Alone in the Dark (2005), BloodRayne (2006), In the Name of the King : A Dungeon Siege Tale (2007), Far Cry (2008) et d’autres encore : Boll réalise pas moins de onze films vaguement adaptés de jeux vidéo – et autant de bouses – en l’espace de huit ans, avant de se consacrer à d’autres projets à partir de 2012. Et de ranger définitivement sa casquette de réalisateur en 2016 pour ouvrir un restaurant de gastronomie allemande à Vancouver, qui lui vaudra, pour la première et la seule fois de sa vie, des bonnes critiques. Mais si le jeu vidéo et le cinéma sont désormais soulagés d’un boulet, tout n’est pas gagné.
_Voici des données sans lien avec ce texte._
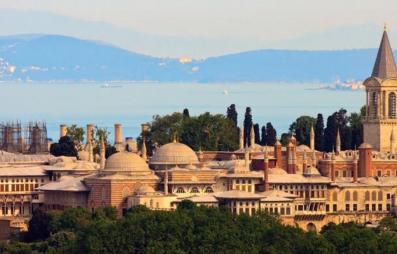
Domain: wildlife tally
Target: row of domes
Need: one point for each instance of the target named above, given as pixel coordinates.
(174, 153)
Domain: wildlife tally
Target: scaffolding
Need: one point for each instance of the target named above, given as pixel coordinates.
(30, 138)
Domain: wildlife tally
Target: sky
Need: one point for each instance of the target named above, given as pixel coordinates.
(204, 28)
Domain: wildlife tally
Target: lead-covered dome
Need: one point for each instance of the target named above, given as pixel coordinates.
(126, 162)
(174, 153)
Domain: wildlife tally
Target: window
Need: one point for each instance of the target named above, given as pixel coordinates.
(392, 105)
(367, 196)
(347, 196)
(373, 195)
(355, 196)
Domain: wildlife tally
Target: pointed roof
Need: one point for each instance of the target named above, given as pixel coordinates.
(385, 66)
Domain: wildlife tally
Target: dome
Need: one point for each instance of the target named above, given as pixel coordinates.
(174, 153)
(277, 171)
(144, 189)
(126, 162)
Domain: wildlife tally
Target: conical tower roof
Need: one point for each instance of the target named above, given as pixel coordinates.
(385, 66)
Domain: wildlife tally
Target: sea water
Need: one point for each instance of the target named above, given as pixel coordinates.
(132, 104)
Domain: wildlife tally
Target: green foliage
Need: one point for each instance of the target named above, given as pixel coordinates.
(64, 147)
(194, 229)
(206, 131)
(76, 134)
(301, 128)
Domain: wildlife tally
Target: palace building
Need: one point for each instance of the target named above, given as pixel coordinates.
(305, 187)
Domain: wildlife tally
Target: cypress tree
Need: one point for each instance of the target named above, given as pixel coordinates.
(257, 135)
(247, 126)
(319, 133)
(271, 134)
(231, 113)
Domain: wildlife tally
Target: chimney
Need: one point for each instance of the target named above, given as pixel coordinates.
(266, 172)
(90, 132)
(62, 130)
(278, 154)
(365, 160)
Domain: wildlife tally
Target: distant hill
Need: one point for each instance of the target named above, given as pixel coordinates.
(61, 58)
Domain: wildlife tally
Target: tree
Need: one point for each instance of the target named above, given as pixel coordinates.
(319, 133)
(232, 114)
(77, 135)
(271, 135)
(301, 127)
(186, 113)
(257, 135)
(64, 147)
(247, 126)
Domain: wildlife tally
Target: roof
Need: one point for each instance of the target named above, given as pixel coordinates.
(9, 170)
(66, 183)
(126, 162)
(384, 67)
(238, 194)
(174, 153)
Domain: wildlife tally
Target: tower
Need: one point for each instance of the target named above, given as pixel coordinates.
(381, 92)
Silent Hill (Christophe Gans, 2006) ne semblait être qu’un mirage dans un univers qui respecte peu le spectateur ou le «gamer» cinéphile et où l’on préfère choisir des jeux qui donneront des films à base de grosse baston, comme en attestent les ratés d’après de grosses franchises : le musclé Doom (Andrzej Bartkowiak, 2005), la «bessonnade» Hitman (Xavier Gens, 2007), l’indigeste Max Payne (John Moore, 2008) et sa déferlante d’effets numériques loupés, ou, pour les rares qui ont pris sur eux de le voir, Tekken (Dwight H. Little, 2009)…
Redorer le blason
Il faudra attendre quelques années pour que les adaptations de jeux vidéo rencontrent un vrai succès public et une certaine – quoique souvent modérée – reconnaissance critique. Prince of Persia : The Sands of Time (Mike Newell, 2010), Assassin’s Creed (Justin Kurzel, 2016) et Warcraft (Duncan Jones, 2016) – ce dernier ayant échappé à Uwe Boll, qui s’est vu refuser le projet –, en plus de cartonner en salles, s’offrent les services de cinéastes expérimentés. Ceux-ci font de leur mieux pour redorer le blason d’un genre auquel Hollywood tient, mais qu’il piétine inlassablement. Et mieux, selon les standards des adaptations de jeux vidéo, c’est déjà beaucoup.
Après les récents succès de Detective Pikachu (Rob Letterman, 2019) et Sonic the Hedgehog (Jeff Fowler, 2020), qui reprennent à leur sauce les grandes lignes d’autres classiques des consoles, Mortal Kombat connaît donc un «reboot», une nouvelle version de l’«origin story» des personnages cultes Raiden, Scorpion, Sub-Zero, Kung Lao ou Sonya Blade. Sans trop savoir par où commencer : les effets numériques «cheap» (voir photo), l’introduction d’un nouveau personnage, Cole Young, comme protagoniste et caution scénaristique, les scènes de combat surdécoupées, la musique qui oscille entre drum’n’bass insupportable et orchestration grandiloquente sans identité, les «punchlines» prévisibles du colosse Kano ou l’absence volontaire d’autres personnages légendaires pour annoncer une suite. Les fans qui ont du goût ne prendront même pas de plaisir à voir des combats pourtant joliment chorégraphiés, la faute à des effusions de sang généreuses mais gâchées par leur création par ordinateur. Si la malédiction doit revenir, par pitié, qu’elle continue d’épargner Grand Theft Auto…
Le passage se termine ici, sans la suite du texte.